After page 73, when the defense was moving to introduce a medical report into evidence, there was a blank page.

Cardozo turned to the next page. It, too, was blank. He riffled quickly through the remainder of the transcript. All blank.

“Tom,” he said, “would you take a look at this?”

Tom Levin took the transcript and stood turning pages. “This is downright interesting,” he muttered.

“Why would anyone steal pages from a sealed record?”

“Because sealing a record is bullshit. Every day of the week people like me get into sealed records, and whoever wanted this record sealed was making sure people like you didn’t read it.”

Cardozo read the newspaper articles on Babe Devens.

According to the Post, she had returned to her life of luxury among the rich and famous of New York. The News said her five-bedroom town house on Sutton Place was assessed at 4.2 million dollars. Her neighbors included two U.N. ambassadors, the world’s leading operatic tenor, a movie star, and a cousin of the queen of England. People magazine said that before her coma she and her husband had thrown parties for some of the biggest names in society and show business. Any day now she would return to her rightful place as queen of the glitterati.

The guests in the photographs of Scottie and Babe Devens’s last party looked to Cardozo like a bunch of rouged-up clowns, living in a world that rained diamonds and tinsel and cocaine.

He couldn’t picture her in that society. Didn’t want to.

He pushed the buzzer of number 18 Sutton Place, a gray slate town house with French château turrets. A stiff-necked butler let him in.

“Would you care to wait in the sitting room, sir?”

“That’s all right, Wheelock. Here I am.”

Cardozo turned. Babe Devens was wheeling herself out of the elevator, hair honey blond and eyes sky blue, and his heart gave a little jump of pleasure. Her blue silk afternoon dress shimmered faintly. Smiling, she stretched out her hand. “You’re very kind to come.”

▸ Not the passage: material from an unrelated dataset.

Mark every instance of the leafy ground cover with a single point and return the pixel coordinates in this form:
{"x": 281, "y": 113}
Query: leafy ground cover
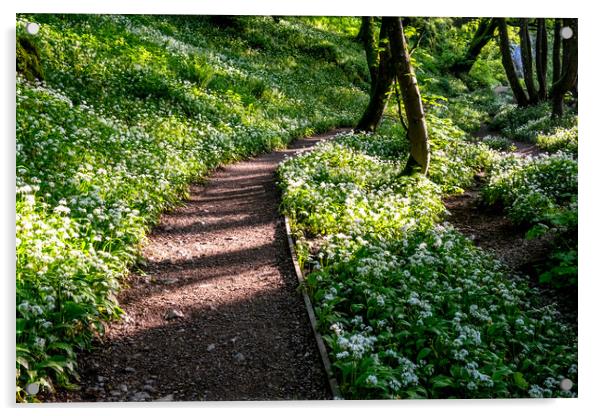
{"x": 130, "y": 110}
{"x": 409, "y": 307}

He took the hand, held it, and said “Hello,” and when she looked at him strangely he realized he’d forgotten to let go.

“Do you think it’s too warm for iced tea on the terrace?”

“The terrace is fine by me,” he said.

He followed her through a room that looked as though someone had robbed a museum to furnish it. The thought came to him that if he accidentally knocked an objet off a table he’d be busting two hundred thousand dollars. He felt clumsy and intimidated, and he made up for it by adopting a careful swagger.

She used her chair smoothly, her movements strong and practiced and precise. He opened the terrace door for her, and she wheeled her chair to a little wicker patio table.

A row of boxwood bushes and small dogwoods just beyond the flagstones afforded a token sort of privacy, marking the space off from the rest of the park. Beyond the hedge a tree-fringed lawn stretched almost to the river.